Above all, President Obama carried the banner for rational economic and political debate in a poisonous environment where anyone trying to occupy the center is attacked from both sides. As time passes, people have come to appreciate President Obama’s achievements more and more. It is no accident that his popularity has soared during the presidential campaign.

John Stauffer

Professor of English and of African and African American Studies

Most admired in Obama’s presidency: He is one of the greatest presidential orators in the 20th and 21st centuries, along with Teddy Roosevelt, FDR, JFK, and Reagan (with Peggy Noonan’s speechwriting). “A More Perfect Union” helped get him elected, and his speech on modern slavery is the first time since Lincoln that a president has focused on slavery; it’s another brilliant speech. Obama is not very good as a sound-biter, but give him 30-60 minutes in which he can weave political issues into personal narratives, and he’s stunning.

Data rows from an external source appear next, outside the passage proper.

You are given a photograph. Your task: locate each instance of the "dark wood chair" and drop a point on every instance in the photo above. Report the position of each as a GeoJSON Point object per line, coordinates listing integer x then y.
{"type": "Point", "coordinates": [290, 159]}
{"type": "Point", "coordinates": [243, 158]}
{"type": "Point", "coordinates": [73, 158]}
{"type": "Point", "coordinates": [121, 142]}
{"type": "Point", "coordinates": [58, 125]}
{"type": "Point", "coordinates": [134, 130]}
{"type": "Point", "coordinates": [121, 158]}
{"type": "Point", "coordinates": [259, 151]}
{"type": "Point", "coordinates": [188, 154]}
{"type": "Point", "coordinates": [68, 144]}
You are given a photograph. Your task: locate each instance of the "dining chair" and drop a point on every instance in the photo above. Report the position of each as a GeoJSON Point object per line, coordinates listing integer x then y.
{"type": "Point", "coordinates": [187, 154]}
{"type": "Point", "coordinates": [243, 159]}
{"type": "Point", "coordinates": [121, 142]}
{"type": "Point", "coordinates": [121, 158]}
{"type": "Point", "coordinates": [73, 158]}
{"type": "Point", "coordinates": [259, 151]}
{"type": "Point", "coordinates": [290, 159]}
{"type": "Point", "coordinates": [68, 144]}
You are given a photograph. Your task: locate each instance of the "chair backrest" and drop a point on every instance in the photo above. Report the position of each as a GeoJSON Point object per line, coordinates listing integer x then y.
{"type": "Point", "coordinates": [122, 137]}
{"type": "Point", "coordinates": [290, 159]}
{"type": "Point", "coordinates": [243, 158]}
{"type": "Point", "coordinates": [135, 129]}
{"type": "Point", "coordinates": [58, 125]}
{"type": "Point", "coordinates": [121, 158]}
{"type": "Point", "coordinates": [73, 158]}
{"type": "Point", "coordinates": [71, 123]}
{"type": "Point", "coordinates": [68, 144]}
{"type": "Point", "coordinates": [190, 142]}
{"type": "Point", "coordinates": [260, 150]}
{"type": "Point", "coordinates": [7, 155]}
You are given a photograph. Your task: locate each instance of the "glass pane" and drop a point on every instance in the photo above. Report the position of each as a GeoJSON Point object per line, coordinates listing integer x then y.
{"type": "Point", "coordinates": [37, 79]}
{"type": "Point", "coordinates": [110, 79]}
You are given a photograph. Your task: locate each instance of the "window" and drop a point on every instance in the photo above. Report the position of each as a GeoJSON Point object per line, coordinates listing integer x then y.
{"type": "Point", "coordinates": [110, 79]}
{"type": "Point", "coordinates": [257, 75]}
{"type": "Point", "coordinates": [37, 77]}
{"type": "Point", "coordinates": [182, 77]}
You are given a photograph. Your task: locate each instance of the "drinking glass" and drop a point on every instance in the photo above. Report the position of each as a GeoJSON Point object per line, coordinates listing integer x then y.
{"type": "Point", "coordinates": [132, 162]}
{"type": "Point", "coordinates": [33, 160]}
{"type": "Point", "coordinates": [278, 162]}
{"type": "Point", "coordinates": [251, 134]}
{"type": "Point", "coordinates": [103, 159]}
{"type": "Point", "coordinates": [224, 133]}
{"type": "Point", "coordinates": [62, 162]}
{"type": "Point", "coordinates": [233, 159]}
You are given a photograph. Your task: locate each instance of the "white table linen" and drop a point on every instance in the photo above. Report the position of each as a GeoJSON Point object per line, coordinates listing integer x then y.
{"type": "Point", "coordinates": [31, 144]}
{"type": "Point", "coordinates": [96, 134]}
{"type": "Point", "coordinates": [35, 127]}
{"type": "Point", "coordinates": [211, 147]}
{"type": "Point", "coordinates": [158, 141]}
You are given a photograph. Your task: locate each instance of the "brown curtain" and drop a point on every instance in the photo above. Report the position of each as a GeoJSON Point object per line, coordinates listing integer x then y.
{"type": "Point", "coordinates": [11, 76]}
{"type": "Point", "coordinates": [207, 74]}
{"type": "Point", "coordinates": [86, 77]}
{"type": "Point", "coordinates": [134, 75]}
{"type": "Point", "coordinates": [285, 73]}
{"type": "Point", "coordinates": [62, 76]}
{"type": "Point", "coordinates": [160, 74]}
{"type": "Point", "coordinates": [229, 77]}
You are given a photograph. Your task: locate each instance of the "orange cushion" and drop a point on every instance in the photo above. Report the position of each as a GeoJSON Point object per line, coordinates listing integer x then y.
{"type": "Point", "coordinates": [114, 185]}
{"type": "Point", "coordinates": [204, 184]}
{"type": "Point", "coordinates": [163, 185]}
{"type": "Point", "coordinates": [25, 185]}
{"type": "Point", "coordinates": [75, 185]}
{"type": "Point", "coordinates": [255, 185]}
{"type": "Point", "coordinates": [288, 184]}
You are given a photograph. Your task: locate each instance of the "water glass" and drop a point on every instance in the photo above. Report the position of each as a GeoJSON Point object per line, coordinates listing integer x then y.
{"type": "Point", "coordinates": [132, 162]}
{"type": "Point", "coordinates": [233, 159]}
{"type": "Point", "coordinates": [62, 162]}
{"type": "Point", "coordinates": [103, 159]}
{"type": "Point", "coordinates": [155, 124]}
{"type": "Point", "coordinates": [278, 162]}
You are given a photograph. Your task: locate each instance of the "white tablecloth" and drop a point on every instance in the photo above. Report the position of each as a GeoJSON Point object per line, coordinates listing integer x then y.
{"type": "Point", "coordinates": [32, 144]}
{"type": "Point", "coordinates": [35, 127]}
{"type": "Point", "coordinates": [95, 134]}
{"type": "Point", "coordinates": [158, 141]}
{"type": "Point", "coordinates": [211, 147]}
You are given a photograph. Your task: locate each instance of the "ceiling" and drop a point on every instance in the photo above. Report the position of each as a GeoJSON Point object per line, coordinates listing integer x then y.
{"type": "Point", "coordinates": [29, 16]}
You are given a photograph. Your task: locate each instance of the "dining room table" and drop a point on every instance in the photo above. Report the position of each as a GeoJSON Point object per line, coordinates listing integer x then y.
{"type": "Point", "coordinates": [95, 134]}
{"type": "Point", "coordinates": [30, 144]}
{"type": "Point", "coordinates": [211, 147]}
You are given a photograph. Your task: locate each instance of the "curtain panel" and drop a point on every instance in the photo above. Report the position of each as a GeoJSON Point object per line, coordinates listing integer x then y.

And he writes or partially writes many of his own speeches, the first time a president has done that in over 50 years.

Secondly, the Affordable Care Act, despite its flaws, was signal legislation; he’ll go down in history as one of the three or four greatest liberal presidents in the 20th and 21st centuries, alongside FDR and LBJ.

Disappointments: He had a golden opportunity during a moment of crisis after the 2008 crash to make substantive changes to the financial and banking sectors that would have restored the Glass-Steagall Act and led to a dramatic reduction of the disproportionate influence of finance/banking and a reduction of wealth inequalities in the U.S. But he dropped the ball and capitulated to bankers and pragmatists. You can’t really fault him on this, since he was comparatively inexperienced and stepped into the worst crisis since the Great Depression. But compared to Lincoln’s first 100 days (Obama’s hero) or FDR’s first 100 days, both made radical, substantive changes that led to social revolutions. FDR’s first term established the foundation of economic stability and a genuine welfare state. Lincoln’s first 100 days precipitated the social revolution codified in the Reconstruction amendments that became crucial for 20th-century civil rights.

Carol Steiker

Henry J. Friendly Professor of Law

Most admire: The Affordable Care Act was a signal achievement — seemingly impossible at the outset but now the law of the land and making a huge difference in the lives of millions. The ACA will be remembered as one of Obama’s most important legacies.

Disappointing: Obama did not make criminal justice reform a major priority, and his administration has made only modest contributions to addressing this area of gross injustice and shameful waste of capital, both financial and human.

Surprising: I would not have predicted the utter impasse that Obama has reached with Congress, in which both ordinary legislation and the Senate’s confirmation of Supreme Court nominees have ground to halt, despite the president’s efforts to seek bipartisan solutions.